Washington — The nonpartisan Commission on Presidential Debates on Monday announced the dates and sites for next year’s presidential and vice presidential debates, selecting four colleges and universities to host the events before the general election.
The full schedule includes:
- The first presidential debate on Sept. 16 at Texas State University in San Marcos, Texas.
- The vice presidential debate on Sept. 25 at Lafayette College in Easton, Pennsylvania.
- The second presidential debate on Oct. 1 at Virginia State University in Petersburg, Virginia.
- The third and likely final presidential debate on Oct. 9 at the University of Utah in Salt Lake City.
Virginia State University will be the first historically black college or university to ever host a general election debate.
“The United States’ general election debates, watched live worldwide, are a model for many other countries: the opportunity to hear and see leading candidates address serious issues in a fair and neutral setting,” commission co-chairs Frank Fahrenkopf and Antonia Hernández said in a statement. “This tradition remains unbroken since 1976. In 2024, students at our four debate sites will help bring another set of historic conversations to audiences here and abroad. And their campuses will anchor four unique chances to listen and learn.”
Both major parties will formally select their nominees for president and vice president at conventions next summer.

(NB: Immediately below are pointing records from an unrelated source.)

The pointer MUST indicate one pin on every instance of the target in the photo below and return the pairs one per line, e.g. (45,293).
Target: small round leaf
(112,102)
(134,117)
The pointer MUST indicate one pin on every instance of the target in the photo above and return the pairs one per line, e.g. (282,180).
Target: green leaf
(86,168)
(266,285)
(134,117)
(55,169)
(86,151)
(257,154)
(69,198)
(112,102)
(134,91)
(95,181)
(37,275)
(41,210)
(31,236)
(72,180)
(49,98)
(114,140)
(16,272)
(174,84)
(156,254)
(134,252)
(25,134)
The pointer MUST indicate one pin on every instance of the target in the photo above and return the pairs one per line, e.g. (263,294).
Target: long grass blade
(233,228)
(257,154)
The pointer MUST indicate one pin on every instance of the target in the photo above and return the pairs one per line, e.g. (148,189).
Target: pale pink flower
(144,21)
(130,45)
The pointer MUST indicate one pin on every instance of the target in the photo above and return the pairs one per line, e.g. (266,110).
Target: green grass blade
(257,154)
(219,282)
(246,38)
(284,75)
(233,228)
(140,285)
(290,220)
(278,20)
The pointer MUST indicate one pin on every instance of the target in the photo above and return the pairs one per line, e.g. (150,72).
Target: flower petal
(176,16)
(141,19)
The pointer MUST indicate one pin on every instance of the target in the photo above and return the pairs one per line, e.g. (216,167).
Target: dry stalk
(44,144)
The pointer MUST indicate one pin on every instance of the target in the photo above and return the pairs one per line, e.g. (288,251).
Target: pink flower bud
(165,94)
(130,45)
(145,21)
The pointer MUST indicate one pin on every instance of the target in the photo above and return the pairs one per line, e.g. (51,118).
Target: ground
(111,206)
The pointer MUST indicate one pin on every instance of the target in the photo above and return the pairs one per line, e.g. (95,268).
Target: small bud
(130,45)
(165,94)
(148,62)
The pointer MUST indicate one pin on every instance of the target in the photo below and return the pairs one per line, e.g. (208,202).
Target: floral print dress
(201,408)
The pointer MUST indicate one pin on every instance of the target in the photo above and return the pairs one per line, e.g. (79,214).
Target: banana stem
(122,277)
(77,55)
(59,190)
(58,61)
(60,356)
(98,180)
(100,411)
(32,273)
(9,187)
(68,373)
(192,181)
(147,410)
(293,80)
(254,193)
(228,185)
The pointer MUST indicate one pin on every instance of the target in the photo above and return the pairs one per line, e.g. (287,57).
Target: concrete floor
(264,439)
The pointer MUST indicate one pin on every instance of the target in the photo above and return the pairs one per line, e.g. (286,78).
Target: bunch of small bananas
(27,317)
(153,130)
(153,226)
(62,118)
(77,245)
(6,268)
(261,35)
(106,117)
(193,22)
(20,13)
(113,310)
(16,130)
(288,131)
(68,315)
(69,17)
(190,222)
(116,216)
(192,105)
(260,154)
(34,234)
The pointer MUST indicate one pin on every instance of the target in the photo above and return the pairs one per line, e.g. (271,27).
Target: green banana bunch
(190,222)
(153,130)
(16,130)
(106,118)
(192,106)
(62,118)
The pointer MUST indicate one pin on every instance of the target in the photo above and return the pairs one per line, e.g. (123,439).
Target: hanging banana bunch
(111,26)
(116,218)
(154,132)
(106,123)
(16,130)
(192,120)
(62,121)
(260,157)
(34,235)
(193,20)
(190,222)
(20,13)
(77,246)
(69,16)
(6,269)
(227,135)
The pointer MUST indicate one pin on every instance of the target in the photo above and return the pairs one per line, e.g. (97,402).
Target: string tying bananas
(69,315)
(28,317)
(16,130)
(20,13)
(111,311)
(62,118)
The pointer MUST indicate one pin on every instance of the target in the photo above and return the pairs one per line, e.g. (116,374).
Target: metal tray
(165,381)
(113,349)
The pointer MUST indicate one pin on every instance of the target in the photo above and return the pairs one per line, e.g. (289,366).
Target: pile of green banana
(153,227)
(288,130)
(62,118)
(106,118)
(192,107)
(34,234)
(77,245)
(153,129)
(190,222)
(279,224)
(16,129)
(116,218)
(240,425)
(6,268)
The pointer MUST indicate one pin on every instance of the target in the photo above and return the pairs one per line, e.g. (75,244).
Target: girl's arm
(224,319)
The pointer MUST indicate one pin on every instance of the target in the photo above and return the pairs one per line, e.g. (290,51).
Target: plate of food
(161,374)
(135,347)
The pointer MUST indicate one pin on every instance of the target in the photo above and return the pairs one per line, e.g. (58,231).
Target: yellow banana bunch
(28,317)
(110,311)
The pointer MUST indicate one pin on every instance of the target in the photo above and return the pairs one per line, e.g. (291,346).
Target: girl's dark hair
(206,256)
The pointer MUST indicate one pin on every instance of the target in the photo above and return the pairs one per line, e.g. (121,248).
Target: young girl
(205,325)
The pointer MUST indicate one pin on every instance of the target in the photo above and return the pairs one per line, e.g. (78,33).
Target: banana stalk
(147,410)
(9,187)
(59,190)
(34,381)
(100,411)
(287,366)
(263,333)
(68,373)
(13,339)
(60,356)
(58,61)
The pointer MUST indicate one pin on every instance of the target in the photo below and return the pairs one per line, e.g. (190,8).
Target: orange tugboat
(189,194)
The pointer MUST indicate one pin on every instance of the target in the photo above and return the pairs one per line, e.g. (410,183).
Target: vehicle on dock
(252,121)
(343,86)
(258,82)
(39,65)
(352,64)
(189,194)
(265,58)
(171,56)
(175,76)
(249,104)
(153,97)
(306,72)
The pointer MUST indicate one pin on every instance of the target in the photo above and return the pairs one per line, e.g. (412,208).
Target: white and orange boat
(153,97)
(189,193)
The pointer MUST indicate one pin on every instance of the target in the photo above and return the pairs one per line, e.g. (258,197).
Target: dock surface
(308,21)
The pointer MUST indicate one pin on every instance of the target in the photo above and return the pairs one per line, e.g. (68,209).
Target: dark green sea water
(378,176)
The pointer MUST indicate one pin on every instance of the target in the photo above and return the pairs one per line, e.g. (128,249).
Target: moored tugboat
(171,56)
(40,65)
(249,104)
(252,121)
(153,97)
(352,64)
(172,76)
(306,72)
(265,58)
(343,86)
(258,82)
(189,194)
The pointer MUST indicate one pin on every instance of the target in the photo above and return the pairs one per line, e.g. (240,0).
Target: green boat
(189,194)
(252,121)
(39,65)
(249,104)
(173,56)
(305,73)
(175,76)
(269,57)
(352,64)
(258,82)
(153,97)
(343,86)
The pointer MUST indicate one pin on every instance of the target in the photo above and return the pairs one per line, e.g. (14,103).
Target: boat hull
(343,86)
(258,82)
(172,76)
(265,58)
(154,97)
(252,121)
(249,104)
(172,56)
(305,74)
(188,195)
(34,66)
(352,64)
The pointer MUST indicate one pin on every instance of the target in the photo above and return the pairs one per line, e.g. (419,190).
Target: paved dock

The Republican National Convention is set to take place in July, and the Democratic National Convention is scheduled for August .
A third-party candidate would be eligible to participate in the debates if he or she is on the ballot in enough states to conceivably win a majority in the Electoral College, and has an average of at least 15% support in five major national polls.
The Commission on Presidential Debates, which chose the sites and dates, is a nonpartisan and nonprofit organization that has overseen general election debates since its formation in 1987. It receives no government funding or funding from the Republican Party or Democratic Party, in an effort to keep the debates neutral.